[PATCH net-next v2 07/10] dt-bindings: net: enforce phylink bindings on certain ethernet controllers
Arınç ÜNAL
arinc.unal at arinc9.com
Thu Sep 21 11:21:40 PDT 2023
On 21.09.2023 16:00, Andrew Lunn wrote:
>> - Link descriptions must be required on ethernet controllers. We don't care
>> whether some Linux driver can or cannot find the PHY or set up a fixed
>> link without looking at the devicetree.
>
> That can lead to future surprises, and breakage.
>
> Something which is not used is not tested, and so sometimes wrong, and
> nobody knows. Say the driver is extended to a new device and actually
> does need to use this never before used information. You then find it
> is wrong, and you get a regression.
>
> We have had issues like this before. There are four rgmii phy-link
> modes. We have had PHY drivers which ignored one of those modes, it
> silently accepted it, but did not change the hardware to actually use
> that mode. The PHY continues to use its reset defaults or strapping,
> and it worked. A lot of device trees ended up using this mode. And it
> was not the same as reset defaults/strapping.
>
> And then somebody needed that fourth mode, and made it actually
> work. And all those boards wrongly using that mode broke.
>
> The lesson i learned from that episode is that anything in device tree
> must actually be used and tested.
It looks like the root cause here was the lack of dt-bindings to only allow
the phy-mode values the hardware supports. What I see here is the driver
change should've been tested on all different hardware the driver controls
then the improper describing of hardware on the devicetree source file
addressed.
If a devicetree change that ensures proper describing of hardware is found
to break a driver in the future, then that exposes a bug on the driver and
the driver will have to be fixed. I don't see this upholding writing
dt-bindings that ensures proper describing of the hardware.
>
>> Although I see dsa.yaml and dsa-port.yaml mostly consist of describing an
>> ethernet switch with CPU port(s), there're properties that are specific to
>> DSA, such as dsa,member on dsa.yaml and dsa-tag-protocol and label on
>> dsa-port.yaml.
>
> I would say dsa,member does describe the hardware.

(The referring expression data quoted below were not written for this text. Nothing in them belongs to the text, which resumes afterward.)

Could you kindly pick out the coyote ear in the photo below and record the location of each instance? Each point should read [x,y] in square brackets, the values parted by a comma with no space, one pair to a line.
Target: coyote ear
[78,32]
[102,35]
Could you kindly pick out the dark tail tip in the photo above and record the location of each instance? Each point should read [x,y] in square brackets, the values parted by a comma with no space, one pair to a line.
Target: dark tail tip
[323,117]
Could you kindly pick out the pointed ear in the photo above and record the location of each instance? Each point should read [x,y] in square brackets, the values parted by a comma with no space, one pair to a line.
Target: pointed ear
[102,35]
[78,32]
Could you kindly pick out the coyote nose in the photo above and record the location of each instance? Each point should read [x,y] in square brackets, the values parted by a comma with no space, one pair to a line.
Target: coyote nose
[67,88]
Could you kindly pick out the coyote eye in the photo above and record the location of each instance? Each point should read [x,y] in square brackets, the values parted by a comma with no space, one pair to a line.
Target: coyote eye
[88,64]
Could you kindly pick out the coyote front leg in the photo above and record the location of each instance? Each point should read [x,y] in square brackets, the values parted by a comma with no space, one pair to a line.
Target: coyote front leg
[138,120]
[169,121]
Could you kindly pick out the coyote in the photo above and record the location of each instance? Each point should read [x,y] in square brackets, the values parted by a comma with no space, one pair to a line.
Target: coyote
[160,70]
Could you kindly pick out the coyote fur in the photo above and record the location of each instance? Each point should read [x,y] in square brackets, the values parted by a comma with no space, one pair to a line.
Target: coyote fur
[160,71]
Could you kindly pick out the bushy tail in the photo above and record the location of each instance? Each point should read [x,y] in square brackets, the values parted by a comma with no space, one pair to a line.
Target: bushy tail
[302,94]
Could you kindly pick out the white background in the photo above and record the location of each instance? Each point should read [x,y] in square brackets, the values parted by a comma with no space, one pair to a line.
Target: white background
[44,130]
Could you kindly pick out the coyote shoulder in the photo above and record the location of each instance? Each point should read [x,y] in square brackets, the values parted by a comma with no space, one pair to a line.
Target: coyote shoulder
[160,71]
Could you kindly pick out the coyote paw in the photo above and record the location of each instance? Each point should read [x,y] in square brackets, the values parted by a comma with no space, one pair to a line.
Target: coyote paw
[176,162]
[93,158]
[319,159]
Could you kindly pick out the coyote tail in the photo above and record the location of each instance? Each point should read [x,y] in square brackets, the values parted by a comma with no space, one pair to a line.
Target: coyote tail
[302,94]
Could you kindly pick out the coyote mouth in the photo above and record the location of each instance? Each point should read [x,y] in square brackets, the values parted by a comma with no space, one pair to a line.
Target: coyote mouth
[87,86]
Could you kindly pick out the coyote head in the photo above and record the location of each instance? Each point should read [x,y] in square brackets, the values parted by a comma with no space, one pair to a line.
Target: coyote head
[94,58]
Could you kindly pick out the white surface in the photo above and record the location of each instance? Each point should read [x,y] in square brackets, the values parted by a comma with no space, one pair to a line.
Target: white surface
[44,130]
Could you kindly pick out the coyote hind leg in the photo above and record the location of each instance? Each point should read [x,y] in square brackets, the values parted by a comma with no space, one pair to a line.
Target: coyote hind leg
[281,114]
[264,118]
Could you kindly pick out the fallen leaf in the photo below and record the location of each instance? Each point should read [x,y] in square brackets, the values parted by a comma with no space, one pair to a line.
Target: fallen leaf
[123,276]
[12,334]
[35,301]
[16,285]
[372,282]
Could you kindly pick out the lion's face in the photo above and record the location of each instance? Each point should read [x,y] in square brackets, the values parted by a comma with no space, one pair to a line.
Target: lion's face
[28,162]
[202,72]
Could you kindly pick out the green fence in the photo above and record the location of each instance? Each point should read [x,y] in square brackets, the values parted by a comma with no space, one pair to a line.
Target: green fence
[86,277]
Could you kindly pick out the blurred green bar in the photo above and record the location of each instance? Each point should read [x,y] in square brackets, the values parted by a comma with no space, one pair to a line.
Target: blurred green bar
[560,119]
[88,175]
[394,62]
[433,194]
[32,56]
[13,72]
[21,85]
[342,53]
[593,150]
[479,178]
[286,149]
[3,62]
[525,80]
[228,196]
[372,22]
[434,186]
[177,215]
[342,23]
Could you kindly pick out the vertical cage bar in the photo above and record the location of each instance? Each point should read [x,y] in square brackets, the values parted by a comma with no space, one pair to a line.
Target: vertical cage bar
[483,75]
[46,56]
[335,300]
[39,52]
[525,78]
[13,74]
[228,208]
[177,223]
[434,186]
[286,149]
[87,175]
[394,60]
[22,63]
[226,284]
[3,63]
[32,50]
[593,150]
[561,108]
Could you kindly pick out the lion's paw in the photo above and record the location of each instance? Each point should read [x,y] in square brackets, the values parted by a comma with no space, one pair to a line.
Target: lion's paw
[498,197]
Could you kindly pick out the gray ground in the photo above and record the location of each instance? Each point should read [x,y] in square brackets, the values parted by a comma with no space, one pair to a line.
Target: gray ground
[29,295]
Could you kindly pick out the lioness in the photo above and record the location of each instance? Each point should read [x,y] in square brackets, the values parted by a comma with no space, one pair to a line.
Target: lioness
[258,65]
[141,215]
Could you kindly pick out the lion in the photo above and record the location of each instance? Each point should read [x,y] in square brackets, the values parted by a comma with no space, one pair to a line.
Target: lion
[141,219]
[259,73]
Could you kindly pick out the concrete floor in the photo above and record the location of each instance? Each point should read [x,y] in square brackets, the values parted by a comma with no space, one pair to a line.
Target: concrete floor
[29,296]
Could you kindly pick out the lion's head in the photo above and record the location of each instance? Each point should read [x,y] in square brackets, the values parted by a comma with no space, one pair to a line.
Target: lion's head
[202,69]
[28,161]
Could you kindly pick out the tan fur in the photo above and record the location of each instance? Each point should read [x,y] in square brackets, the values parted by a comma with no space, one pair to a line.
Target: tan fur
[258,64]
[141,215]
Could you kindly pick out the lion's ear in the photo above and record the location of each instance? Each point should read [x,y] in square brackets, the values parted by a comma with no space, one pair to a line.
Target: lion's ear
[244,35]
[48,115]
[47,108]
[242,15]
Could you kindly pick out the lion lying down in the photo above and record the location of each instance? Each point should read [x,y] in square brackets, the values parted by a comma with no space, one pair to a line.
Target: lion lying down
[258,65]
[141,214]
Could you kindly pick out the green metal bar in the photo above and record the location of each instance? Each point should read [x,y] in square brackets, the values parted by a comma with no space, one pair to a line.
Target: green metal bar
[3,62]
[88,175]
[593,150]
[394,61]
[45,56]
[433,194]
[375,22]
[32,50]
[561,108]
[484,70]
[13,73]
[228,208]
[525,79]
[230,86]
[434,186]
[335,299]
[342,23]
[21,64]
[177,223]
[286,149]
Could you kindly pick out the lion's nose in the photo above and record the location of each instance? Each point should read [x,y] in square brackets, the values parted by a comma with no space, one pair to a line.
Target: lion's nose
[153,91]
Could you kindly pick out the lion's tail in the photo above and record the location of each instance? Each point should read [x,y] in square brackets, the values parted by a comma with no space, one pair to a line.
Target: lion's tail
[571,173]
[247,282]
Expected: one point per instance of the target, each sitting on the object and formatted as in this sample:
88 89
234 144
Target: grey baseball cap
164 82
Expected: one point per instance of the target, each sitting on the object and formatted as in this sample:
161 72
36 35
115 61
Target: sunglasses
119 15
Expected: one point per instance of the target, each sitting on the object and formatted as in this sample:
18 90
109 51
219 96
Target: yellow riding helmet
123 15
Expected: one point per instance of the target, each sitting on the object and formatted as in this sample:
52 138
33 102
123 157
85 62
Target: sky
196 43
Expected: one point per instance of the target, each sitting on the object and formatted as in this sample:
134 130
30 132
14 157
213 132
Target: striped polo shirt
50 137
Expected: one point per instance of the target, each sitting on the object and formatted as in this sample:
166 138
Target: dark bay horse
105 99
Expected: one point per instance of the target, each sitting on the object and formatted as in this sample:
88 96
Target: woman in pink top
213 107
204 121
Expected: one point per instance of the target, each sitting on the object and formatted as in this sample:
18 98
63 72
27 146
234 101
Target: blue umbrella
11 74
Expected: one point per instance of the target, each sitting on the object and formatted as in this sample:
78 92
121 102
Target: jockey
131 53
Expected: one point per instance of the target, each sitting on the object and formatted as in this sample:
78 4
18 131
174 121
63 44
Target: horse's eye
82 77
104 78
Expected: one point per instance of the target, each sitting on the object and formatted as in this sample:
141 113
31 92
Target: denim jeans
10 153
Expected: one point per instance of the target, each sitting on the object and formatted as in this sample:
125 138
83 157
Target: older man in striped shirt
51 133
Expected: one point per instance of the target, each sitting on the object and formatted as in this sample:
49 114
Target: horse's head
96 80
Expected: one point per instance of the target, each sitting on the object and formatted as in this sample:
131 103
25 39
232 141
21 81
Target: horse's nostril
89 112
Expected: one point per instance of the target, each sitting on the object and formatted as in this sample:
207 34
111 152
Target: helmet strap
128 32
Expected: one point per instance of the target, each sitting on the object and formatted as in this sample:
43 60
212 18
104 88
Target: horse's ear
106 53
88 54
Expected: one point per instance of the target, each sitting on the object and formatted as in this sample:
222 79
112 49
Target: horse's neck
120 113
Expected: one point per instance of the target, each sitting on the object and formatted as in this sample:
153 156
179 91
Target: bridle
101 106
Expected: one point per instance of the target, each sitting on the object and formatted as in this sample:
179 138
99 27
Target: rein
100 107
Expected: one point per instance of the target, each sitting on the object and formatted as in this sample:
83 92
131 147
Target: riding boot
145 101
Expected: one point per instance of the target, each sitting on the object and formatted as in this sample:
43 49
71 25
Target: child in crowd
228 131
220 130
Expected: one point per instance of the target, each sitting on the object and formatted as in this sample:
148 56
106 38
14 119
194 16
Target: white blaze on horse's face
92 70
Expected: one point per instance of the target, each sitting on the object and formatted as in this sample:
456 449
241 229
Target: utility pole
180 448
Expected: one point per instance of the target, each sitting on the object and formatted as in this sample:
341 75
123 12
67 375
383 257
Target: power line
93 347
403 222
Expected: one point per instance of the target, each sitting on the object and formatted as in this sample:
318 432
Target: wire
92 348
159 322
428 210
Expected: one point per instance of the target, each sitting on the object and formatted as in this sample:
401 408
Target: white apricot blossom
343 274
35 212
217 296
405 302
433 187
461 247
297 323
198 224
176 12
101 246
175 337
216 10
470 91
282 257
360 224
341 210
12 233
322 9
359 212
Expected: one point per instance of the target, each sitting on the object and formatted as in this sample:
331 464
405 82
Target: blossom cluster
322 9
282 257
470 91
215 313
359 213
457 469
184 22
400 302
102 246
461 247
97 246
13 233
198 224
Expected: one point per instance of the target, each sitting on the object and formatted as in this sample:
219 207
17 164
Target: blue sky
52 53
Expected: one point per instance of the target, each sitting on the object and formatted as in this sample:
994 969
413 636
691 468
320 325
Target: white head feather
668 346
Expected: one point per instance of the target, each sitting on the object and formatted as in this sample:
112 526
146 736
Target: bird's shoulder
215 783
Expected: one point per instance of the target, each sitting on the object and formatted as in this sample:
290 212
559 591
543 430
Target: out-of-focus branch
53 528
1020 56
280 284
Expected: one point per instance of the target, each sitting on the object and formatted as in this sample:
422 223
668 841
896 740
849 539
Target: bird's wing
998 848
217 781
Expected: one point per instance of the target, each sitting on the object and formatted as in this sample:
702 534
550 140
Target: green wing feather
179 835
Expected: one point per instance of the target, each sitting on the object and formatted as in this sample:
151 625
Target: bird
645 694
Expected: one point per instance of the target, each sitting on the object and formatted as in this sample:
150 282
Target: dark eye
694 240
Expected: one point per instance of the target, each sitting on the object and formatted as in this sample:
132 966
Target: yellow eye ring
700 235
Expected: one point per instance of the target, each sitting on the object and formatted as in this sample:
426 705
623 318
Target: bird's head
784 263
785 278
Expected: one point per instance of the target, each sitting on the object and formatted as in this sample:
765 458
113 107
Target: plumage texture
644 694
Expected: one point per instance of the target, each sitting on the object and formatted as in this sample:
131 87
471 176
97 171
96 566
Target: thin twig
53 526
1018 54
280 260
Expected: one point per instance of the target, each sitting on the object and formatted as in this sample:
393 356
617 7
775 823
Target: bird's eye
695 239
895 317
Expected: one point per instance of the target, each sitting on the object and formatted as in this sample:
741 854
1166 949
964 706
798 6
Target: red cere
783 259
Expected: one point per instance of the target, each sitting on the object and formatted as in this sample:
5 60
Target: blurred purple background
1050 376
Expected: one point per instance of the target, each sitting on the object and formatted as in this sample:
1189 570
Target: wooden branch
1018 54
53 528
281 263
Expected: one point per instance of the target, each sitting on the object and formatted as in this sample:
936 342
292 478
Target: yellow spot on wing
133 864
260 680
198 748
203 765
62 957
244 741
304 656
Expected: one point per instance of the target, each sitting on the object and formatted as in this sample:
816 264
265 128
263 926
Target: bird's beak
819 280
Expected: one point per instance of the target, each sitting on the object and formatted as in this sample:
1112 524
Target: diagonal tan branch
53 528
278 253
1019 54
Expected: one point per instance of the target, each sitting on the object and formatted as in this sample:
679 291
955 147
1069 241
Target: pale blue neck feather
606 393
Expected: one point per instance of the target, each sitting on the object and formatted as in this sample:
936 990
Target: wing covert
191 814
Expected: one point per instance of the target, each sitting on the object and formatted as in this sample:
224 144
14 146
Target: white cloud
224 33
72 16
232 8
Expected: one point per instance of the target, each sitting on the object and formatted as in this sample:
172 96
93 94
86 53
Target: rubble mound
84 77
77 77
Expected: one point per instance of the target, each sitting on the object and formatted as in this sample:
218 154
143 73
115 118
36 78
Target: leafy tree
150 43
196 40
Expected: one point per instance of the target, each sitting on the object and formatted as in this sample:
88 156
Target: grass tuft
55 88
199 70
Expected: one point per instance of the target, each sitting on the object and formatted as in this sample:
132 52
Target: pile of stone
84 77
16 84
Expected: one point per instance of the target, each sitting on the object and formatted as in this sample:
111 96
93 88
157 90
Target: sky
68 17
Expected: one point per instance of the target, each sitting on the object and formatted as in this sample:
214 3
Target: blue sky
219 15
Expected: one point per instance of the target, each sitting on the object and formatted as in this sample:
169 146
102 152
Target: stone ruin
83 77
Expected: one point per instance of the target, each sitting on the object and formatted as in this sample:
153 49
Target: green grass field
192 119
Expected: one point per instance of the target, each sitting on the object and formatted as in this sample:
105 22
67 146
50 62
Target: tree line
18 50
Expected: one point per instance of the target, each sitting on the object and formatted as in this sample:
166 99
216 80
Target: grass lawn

It provides two
> bits of information:
>
> Which cluster of switches does this switch belong to. You probably can
> derive it using the DSA links between switches, which is also a
> hardware property. But having it in device tree makes it simpler.
>
> Which switch is this within a cluster. You need to be able to say:
> Send this frame out Port X of switch Y. How does a switch know it is
> Y? It could be strapping, which is clearly a hardware property.
>
> dsa-tag-protocol is similar to phy-mode. It tells you the protocol
> running between the CPU port and the SoC master interface. You often
> can imply it, but again, it could be determined by strapping on the
> switch.
>
> label is an interesting one, and probably would not be accepted if it
> was proposed now. But it has been around a long time. It also does
> describe the hardware, it is what is printed on the case next to the
> RJ45. To make the user experience simpler, we then try to make the
> linux interface name match the label on the case.
Looks like we can incorporate dsa.port and dsa-port.yaml into
ethernet-switch.yaml and ethernet-switch-port.yaml with adjustments.